Given $f:\mathbb R\to[0,1]$ and a nonnegative sequence $\{u_n\}$, show that $\{f(u_n)\}$ has a convergent subsequence.

Question

Let $f$ be a function from $\mathbb R$ to $[0,1]$. Prove that if $(u_n)$ is a sequence of non-negative real numbers, then there exists a subsequence $(u_{n_k})_{k\in\mathbb N}$ such that $(f(u_{n_k}))_{k\in\mathbb N}$ converges to a real number in $[0,1]$.

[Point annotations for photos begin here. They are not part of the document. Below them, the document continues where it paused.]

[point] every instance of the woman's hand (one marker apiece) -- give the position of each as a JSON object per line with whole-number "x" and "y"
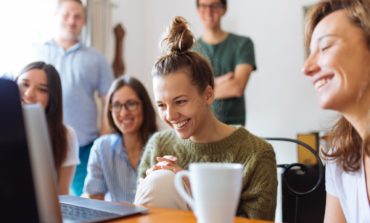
{"x": 167, "y": 162}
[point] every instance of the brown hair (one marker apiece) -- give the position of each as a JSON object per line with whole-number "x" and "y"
{"x": 344, "y": 140}
{"x": 53, "y": 111}
{"x": 180, "y": 40}
{"x": 149, "y": 125}
{"x": 77, "y": 1}
{"x": 223, "y": 2}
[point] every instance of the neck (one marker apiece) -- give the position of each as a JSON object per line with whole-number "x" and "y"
{"x": 212, "y": 130}
{"x": 133, "y": 142}
{"x": 359, "y": 115}
{"x": 214, "y": 35}
{"x": 65, "y": 44}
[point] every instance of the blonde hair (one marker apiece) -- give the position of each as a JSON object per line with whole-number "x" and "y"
{"x": 179, "y": 56}
{"x": 344, "y": 140}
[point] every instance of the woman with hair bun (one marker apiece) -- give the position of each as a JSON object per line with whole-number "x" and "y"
{"x": 338, "y": 34}
{"x": 184, "y": 91}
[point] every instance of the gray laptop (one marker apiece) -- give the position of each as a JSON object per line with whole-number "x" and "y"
{"x": 74, "y": 209}
{"x": 27, "y": 163}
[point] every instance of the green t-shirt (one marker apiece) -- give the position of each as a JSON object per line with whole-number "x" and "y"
{"x": 258, "y": 196}
{"x": 224, "y": 57}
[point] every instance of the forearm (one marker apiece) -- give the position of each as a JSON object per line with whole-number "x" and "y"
{"x": 233, "y": 85}
{"x": 259, "y": 197}
{"x": 65, "y": 178}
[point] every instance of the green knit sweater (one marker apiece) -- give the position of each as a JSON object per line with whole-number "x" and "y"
{"x": 258, "y": 197}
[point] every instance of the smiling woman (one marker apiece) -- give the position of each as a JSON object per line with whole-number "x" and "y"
{"x": 338, "y": 33}
{"x": 184, "y": 91}
{"x": 114, "y": 158}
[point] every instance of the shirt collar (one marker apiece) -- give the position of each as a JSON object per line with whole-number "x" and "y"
{"x": 75, "y": 47}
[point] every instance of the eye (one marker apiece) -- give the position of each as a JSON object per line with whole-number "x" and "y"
{"x": 324, "y": 48}
{"x": 43, "y": 89}
{"x": 180, "y": 102}
{"x": 161, "y": 106}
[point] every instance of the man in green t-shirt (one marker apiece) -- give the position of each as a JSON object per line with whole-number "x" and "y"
{"x": 232, "y": 59}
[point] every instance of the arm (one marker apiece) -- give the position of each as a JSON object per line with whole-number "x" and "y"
{"x": 258, "y": 197}
{"x": 104, "y": 126}
{"x": 95, "y": 186}
{"x": 234, "y": 85}
{"x": 118, "y": 64}
{"x": 333, "y": 210}
{"x": 65, "y": 178}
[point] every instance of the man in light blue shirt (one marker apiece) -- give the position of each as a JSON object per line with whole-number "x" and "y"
{"x": 83, "y": 71}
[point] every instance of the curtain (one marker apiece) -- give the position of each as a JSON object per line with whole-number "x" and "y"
{"x": 98, "y": 24}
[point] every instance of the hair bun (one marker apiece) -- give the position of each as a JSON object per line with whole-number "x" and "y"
{"x": 179, "y": 37}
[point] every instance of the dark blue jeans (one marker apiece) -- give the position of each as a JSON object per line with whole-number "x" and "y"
{"x": 81, "y": 170}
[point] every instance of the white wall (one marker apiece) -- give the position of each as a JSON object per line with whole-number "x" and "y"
{"x": 280, "y": 99}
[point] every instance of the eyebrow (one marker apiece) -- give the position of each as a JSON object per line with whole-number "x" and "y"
{"x": 180, "y": 96}
{"x": 175, "y": 98}
{"x": 27, "y": 80}
{"x": 325, "y": 36}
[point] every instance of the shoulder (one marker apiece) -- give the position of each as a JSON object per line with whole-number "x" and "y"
{"x": 106, "y": 142}
{"x": 92, "y": 53}
{"x": 239, "y": 38}
{"x": 255, "y": 143}
{"x": 163, "y": 137}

I'm not really sure how to go about starting this question. I wanted to first prove that Un is bounded above, then use the Bolzano-WeierstaB theorem to state that there has to exist a subsequence of Un which converges to R, and since the specific part of R [0,1] has already been defined, f(Unk) had to be in [0,1], but this sounds terrible and I'm very lost. Any help appreciated, thanks.

Answer 1

The assumption that $u_n\geqslant 0$ is irrelevant. Let $g_n=f(u_n)$. Since $\{g_n\}$ is a sequence in the compact space $[0,1]$, it has a subsequence $g_{n_k}$ with $\lim_{k\to\infty}g_{n_k}=g\in[0,1]$. Since $g_{n_k}=f(u_{n_k})$, the subsequence $u_{n_k}$ satisfies the claim.